Randall E. Lints, 26, entered no plea at his arraignment Wednesday in East Brookfield District Court to charges of assault and battery on a child with substantial injury, reckless endangerment of a child, and two counts of permitting injury to a child, said a spokesman for Worcester District Attorney Joseph D. Early Jr.
Lints was ordered held pending a dangerousness hearing on Friday. He was arrested on Tuesday.
His lawyer, John F. Madaio, declined to comment on the charges but said Lints is “very concerned for his son, and he’s very distressed about the whole situation.”
The state Department of Children and Families said in a brief statement that the agency “received a report and is collaborating with law enforcement on its investigation.” The boy is currently in DCF custody.
A DCF spokeswoman declined to say whether the boy’s family had a prior history with the child protection agency, citing respect for the youth’s privacy.
According to a State Police report, a Hardwick officer went to Lints’ home on July 14, after a caller said a child there was breathing but unresponsive. The officer saw bruising on the boy’s head and jaw, and Lints said the child fell out of bed two days earlier, the report said.
The boy was taken to Baystate Mary Lane Hospital in Ware with “life-threatening injuries,” according to the report. He was transferred to the Baystate Health medical campus in Springfield, where Dr. Stephen C. Boos examined him several times.
According to authorities, Boos noted that the boy had multiple bruises on his body that were inconsistent with a fall, and the child had lost approximately 12 to 15 pounds in recent months, dropping to just 38½ pounds.
Boos wrote in one assessment that “reports of being ‘in his room’ for days, against a background of behavioral complaints, combined with the physical injuries, apparent starvation, and dehydration create grave concerns for inflicted injury,” the State Police report said.
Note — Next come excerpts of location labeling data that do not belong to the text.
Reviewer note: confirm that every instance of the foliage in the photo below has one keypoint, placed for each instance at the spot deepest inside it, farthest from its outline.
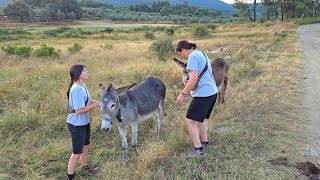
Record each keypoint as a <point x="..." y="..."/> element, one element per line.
<point x="23" y="51"/>
<point x="9" y="50"/>
<point x="200" y="30"/>
<point x="107" y="46"/>
<point x="47" y="51"/>
<point x="149" y="35"/>
<point x="258" y="122"/>
<point x="18" y="9"/>
<point x="75" y="48"/>
<point x="163" y="48"/>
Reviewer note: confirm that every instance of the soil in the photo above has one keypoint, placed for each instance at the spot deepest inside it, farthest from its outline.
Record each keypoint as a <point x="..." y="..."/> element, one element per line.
<point x="310" y="42"/>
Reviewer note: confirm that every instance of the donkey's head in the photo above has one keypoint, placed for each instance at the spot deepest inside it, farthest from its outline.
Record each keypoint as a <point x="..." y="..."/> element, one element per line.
<point x="183" y="66"/>
<point x="110" y="105"/>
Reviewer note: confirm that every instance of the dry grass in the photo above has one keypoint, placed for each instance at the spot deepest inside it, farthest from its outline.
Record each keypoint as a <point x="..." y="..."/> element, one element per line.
<point x="257" y="123"/>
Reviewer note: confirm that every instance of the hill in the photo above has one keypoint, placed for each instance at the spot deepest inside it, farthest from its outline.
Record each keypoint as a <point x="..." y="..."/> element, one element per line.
<point x="4" y="2"/>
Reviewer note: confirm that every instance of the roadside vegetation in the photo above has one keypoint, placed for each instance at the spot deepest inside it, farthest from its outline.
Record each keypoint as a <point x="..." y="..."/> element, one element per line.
<point x="257" y="123"/>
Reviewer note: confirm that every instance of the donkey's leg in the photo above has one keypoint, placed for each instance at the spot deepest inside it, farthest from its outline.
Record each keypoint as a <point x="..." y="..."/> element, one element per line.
<point x="134" y="141"/>
<point x="224" y="86"/>
<point x="159" y="116"/>
<point x="123" y="134"/>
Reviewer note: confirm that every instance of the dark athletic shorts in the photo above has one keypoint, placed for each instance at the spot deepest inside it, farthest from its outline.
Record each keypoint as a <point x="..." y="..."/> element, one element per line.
<point x="80" y="136"/>
<point x="200" y="108"/>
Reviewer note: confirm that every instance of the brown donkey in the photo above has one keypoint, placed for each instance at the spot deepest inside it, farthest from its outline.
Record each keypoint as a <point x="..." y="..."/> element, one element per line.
<point x="219" y="71"/>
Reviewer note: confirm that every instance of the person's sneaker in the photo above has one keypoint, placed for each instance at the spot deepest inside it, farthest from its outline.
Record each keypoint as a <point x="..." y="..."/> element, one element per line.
<point x="205" y="144"/>
<point x="90" y="170"/>
<point x="196" y="153"/>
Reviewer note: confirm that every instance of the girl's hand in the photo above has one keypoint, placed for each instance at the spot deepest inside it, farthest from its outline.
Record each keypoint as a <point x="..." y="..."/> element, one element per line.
<point x="180" y="99"/>
<point x="94" y="101"/>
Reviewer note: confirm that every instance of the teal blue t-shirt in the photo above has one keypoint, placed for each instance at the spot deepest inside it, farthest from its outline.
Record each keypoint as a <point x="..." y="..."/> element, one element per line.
<point x="207" y="84"/>
<point x="77" y="97"/>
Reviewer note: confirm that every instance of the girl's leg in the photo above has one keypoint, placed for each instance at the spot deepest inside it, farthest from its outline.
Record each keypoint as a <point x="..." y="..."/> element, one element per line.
<point x="73" y="163"/>
<point x="193" y="132"/>
<point x="84" y="155"/>
<point x="203" y="131"/>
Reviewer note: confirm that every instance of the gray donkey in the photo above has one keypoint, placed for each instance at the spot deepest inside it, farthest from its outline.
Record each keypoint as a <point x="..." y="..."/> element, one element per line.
<point x="219" y="70"/>
<point x="131" y="105"/>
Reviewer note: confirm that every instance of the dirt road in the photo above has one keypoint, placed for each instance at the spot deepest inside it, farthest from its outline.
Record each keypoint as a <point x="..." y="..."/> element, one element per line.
<point x="310" y="41"/>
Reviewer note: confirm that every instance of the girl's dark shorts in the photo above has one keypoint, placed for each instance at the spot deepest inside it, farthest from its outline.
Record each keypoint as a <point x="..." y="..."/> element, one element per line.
<point x="80" y="136"/>
<point x="200" y="108"/>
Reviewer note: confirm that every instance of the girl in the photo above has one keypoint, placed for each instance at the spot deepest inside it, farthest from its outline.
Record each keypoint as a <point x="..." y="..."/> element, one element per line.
<point x="80" y="105"/>
<point x="203" y="96"/>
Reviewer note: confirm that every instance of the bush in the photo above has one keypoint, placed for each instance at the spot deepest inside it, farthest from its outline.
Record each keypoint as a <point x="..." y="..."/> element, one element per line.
<point x="107" y="46"/>
<point x="200" y="31"/>
<point x="9" y="50"/>
<point x="163" y="48"/>
<point x="47" y="51"/>
<point x="170" y="31"/>
<point x="23" y="51"/>
<point x="75" y="48"/>
<point x="149" y="35"/>
<point x="107" y="30"/>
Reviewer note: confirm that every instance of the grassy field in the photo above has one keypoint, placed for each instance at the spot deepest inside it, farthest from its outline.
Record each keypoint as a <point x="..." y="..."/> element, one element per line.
<point x="259" y="121"/>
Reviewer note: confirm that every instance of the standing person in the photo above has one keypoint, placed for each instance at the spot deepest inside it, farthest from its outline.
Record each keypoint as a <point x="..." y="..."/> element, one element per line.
<point x="203" y="96"/>
<point x="80" y="105"/>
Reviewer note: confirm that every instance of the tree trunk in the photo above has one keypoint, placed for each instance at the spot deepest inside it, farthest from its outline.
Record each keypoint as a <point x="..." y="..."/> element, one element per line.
<point x="281" y="5"/>
<point x="254" y="10"/>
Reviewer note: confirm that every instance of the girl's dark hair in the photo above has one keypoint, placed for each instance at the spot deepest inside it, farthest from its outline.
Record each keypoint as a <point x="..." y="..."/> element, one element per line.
<point x="185" y="45"/>
<point x="75" y="72"/>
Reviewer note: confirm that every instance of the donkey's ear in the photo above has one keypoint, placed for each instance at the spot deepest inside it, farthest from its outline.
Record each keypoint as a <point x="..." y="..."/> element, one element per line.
<point x="124" y="89"/>
<point x="102" y="89"/>
<point x="180" y="63"/>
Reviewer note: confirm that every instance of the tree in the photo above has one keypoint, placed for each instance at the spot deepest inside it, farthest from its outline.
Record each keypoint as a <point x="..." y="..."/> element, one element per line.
<point x="45" y="14"/>
<point x="68" y="6"/>
<point x="61" y="16"/>
<point x="246" y="9"/>
<point x="18" y="9"/>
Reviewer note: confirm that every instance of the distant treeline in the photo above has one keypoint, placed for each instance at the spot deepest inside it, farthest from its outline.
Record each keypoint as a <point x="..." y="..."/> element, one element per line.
<point x="62" y="10"/>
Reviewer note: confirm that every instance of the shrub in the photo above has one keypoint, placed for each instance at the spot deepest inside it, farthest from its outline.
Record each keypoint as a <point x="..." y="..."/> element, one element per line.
<point x="149" y="35"/>
<point x="107" y="46"/>
<point x="47" y="51"/>
<point x="107" y="30"/>
<point x="200" y="31"/>
<point x="23" y="51"/>
<point x="9" y="50"/>
<point x="170" y="31"/>
<point x="163" y="48"/>
<point x="75" y="48"/>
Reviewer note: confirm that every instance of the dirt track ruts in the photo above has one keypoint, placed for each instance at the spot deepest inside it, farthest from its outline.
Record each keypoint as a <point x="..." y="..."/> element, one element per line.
<point x="310" y="41"/>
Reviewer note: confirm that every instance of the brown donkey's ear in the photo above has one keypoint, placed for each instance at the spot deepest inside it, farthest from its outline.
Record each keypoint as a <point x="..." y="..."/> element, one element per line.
<point x="180" y="63"/>
<point x="102" y="89"/>
<point x="124" y="89"/>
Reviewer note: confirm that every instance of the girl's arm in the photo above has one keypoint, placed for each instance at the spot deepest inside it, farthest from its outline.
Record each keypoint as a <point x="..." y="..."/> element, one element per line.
<point x="94" y="104"/>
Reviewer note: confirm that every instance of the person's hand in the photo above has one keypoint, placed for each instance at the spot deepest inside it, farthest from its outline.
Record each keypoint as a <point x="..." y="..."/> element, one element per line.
<point x="94" y="101"/>
<point x="180" y="99"/>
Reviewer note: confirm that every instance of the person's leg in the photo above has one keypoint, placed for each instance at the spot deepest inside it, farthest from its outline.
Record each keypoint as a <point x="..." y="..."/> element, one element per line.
<point x="202" y="126"/>
<point x="85" y="149"/>
<point x="73" y="163"/>
<point x="84" y="155"/>
<point x="78" y="140"/>
<point x="193" y="132"/>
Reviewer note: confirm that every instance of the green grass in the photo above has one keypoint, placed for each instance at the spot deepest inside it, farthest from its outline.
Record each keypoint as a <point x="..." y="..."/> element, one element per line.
<point x="259" y="121"/>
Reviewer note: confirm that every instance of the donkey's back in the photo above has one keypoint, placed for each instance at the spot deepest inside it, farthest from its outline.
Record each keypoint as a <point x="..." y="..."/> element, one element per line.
<point x="220" y="72"/>
<point x="148" y="95"/>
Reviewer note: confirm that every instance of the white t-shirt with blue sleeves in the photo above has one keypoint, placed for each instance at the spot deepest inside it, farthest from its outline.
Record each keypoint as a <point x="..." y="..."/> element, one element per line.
<point x="77" y="98"/>
<point x="207" y="84"/>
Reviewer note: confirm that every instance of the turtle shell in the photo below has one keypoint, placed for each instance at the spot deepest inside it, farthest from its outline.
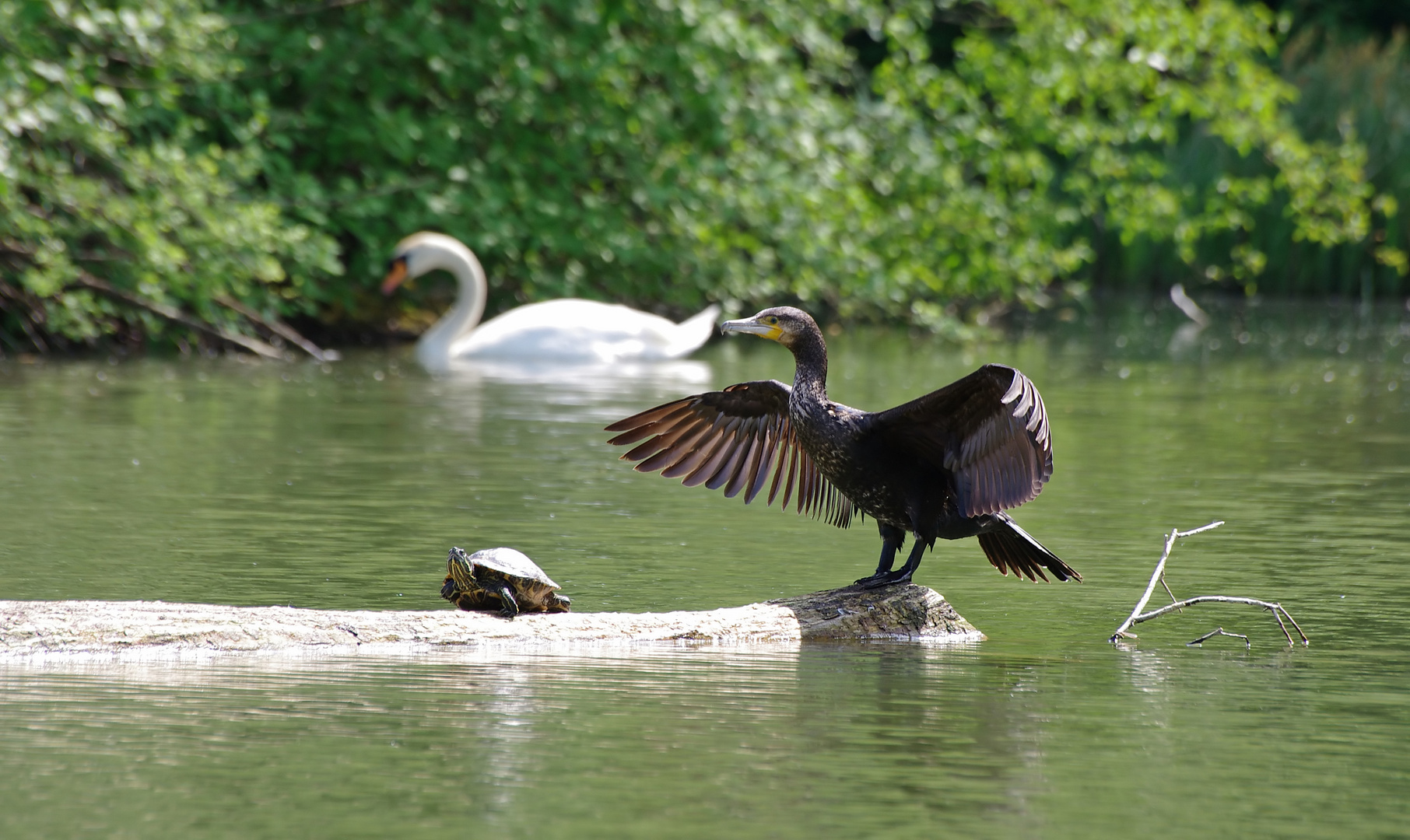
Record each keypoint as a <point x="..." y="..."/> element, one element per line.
<point x="500" y="579"/>
<point x="510" y="564"/>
The report, filed after Lints’s arrest on Tuesday, said the boy is still in a coma. He remains hospitalized in Springfield, and a Baystate Health spokesman said he had no information on the child on Wednesday.
Investigators have found that Lints, who has a grim reaper tattoo on his chest, rarely lets his son out of view or allows him to be alone with others, and that he has a history of limiting the boy’s food and drink intake, even though a therapist addressed the issue in May, the report said.
Lints’ strict discipline and “forcing [his son] to continuously wash the floors contributed to [his] injuries,” State Police wrote.
The report also said injuries to the child’s knees and hands are the result of bleach exposure and are healing.
In addition, a nurse spotted scarring and blistering on his feet that appeared to be the result of a burn, the report said.
Madaio, his lawyer, said Wednesday that “I think some information will come out [during Friday’s hearing] that is interesting, at least as far as the situation that he finds himself in. . . . That’s all I have to say right now.”
The boy’s mother is not named in the State Police report, and court records indicate that Lints is unmarried.